地場産業の振興を兼ねて子育てを応援しようと、山形県長井市は11日、おもちゃや絵本など地元産の育児用品を詰め込んだオリジナルの「ベビーボックス」を、今月出産したばかりの女性に初めて贈呈した。本年度から年間200世帯をめどに、赤ちゃんが産まれた家庭に贈る。
 ベビーボックスを受け取ったのは、2日に四男を出産した同市の介護福祉士土屋祐美子さん(30)。

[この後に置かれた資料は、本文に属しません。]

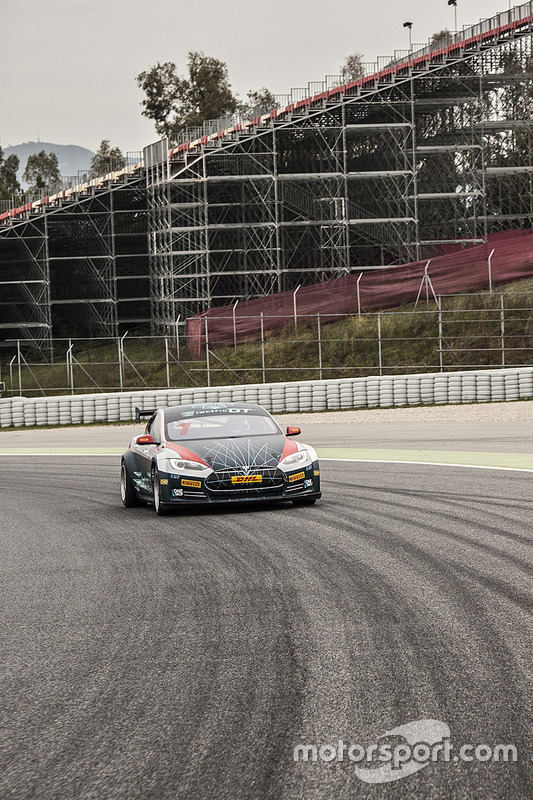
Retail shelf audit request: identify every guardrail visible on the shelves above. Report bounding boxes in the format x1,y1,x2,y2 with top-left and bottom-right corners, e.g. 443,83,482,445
0,367,533,428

 市役所で行われた贈呈式で、内谷重治市長が幼児のベッドにも転用できるサイズのベビーボックスを手渡した。箱の中には十数点の育児用品が入っており、土屋さんは「予想していなかったので、とてもうれしい」と喜んだ。
 ベビーボックスのプロジェクトは、地域おこし協力隊員佐藤亜紀さん(29)がフィンランドの政策を参考に発案。市内の製紙会社や印刷所など事業所や漆職人、子育て世代の母親らが製作や企画に協力し、佐藤さんが代表を務めるNPO法人「aLku(アルク)」が開発と販売を担う。1箱3万2000円(税込み)でネット販売もしている。
 佐藤さんは「多くの方々の協力で実現までこぎ着けた。子育てを応援したいという気持ちが詰まっている。役立つことを願っている」と話した。